In order to get the full feel of my last formal blog post you should listen to the song “Closing Times” as you read, I have been listening to it on repeat as I write this post.
This semester in Politics of Reading I have learned a great deal from this class. I have a much better understanding of policy and how it has evolved to how it is today. Educational policy such as common core and NCLB are well intended, their goals are to make schools and education in general better. Where policies go wrong is the politics behind them, and the fact that everything including education is dependent on money. Almost everything in America is politically charged, the way our government currently works gridlock limits many things to pass and legislation that is passed is often greatly watered down. Also policy does not actually take into account the opinions of people that matter when it is made. Why are current teachers not included in policy process? Honestly, though in what world does that make any sense.
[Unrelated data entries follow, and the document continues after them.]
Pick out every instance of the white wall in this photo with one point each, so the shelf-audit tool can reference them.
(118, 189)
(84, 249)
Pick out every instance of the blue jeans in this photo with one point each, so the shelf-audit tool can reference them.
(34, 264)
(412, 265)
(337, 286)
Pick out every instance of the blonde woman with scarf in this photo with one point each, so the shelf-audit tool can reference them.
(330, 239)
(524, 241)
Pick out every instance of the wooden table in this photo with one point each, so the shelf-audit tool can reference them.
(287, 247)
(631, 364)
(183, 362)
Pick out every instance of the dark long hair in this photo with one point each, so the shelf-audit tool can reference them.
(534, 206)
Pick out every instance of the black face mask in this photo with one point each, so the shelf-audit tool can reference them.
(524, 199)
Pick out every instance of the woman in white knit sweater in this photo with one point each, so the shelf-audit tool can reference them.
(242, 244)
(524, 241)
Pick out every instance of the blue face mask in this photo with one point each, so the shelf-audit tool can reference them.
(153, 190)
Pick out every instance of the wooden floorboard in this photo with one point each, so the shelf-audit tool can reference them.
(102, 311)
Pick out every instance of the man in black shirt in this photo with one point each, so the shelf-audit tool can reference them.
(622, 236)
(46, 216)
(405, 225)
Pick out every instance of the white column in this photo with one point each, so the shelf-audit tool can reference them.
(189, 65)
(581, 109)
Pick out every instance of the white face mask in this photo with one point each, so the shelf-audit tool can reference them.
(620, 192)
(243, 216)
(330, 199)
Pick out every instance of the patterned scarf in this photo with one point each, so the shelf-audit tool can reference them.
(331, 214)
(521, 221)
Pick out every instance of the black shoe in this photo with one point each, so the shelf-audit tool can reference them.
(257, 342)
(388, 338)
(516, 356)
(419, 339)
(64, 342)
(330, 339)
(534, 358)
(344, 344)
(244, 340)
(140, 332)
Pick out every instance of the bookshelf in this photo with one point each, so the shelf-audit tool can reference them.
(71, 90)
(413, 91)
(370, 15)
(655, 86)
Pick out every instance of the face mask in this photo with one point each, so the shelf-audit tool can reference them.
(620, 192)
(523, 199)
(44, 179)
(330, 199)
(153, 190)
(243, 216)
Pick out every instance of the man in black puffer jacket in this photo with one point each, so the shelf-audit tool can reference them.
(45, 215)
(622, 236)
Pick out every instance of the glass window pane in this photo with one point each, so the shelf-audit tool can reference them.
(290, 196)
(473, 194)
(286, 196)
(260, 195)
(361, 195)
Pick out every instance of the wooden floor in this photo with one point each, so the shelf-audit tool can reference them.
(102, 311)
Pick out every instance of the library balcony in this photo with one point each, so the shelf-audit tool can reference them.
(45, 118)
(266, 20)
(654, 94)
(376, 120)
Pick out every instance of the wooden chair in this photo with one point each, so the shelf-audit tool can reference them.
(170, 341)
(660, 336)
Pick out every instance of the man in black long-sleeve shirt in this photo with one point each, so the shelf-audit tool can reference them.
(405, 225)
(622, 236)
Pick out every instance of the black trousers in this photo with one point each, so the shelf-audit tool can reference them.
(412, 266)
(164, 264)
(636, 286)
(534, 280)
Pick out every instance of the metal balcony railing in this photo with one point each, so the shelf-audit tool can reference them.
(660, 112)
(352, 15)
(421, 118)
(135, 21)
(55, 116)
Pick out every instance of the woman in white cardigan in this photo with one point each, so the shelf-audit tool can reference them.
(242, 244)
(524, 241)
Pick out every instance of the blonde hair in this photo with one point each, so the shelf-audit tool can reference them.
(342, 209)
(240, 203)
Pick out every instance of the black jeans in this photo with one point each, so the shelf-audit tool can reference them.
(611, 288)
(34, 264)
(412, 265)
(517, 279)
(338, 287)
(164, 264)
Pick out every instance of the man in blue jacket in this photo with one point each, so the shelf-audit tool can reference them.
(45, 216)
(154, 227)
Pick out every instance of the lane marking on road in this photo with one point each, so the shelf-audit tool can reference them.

People with no teaching experience have more power when it comes to legislation. It is lovely that those people are lawyers or have Phd’s in philosophy, truly I am happy for you but what do you know about teaching? I think one of the only ways that education can actually improve in America is that teachers need to be valued enough to be included in the policy making process. It really comes down to the fact that teachers are not valued or viewed intelligent enough to have good opinions on policy.
Policy tries to be one size fits all, when that is impossible and just does not make sense. How can there beone way to learn or to teach when everyone is an individual. Just thinking logically I know I study differently than others so why would I assume that everyone has to learn the same way I do? Also policy is made for the most idealistic type of school, the model school, not schools that lack resources or have students who need extra attention. This finally clicked for me when I had a conversation with my Aunt Melissa who teaches first grade at a well off school in Cary. I interviewed her for the final project in this class and asked her opinions of Common Core. I expected her to be more negative about it but she said “it works well in my school, we have a lot of support and high parent involvement…there is a very low reduced lunch population and ASL population.” Common Core was made for that school which is why it works well there. Here is where many issues come from, policy does not correctly take into account school with less ideal conditions but expects them to preform just as well. Schools do not have the same resources or opportunities but are evaluated on the same level.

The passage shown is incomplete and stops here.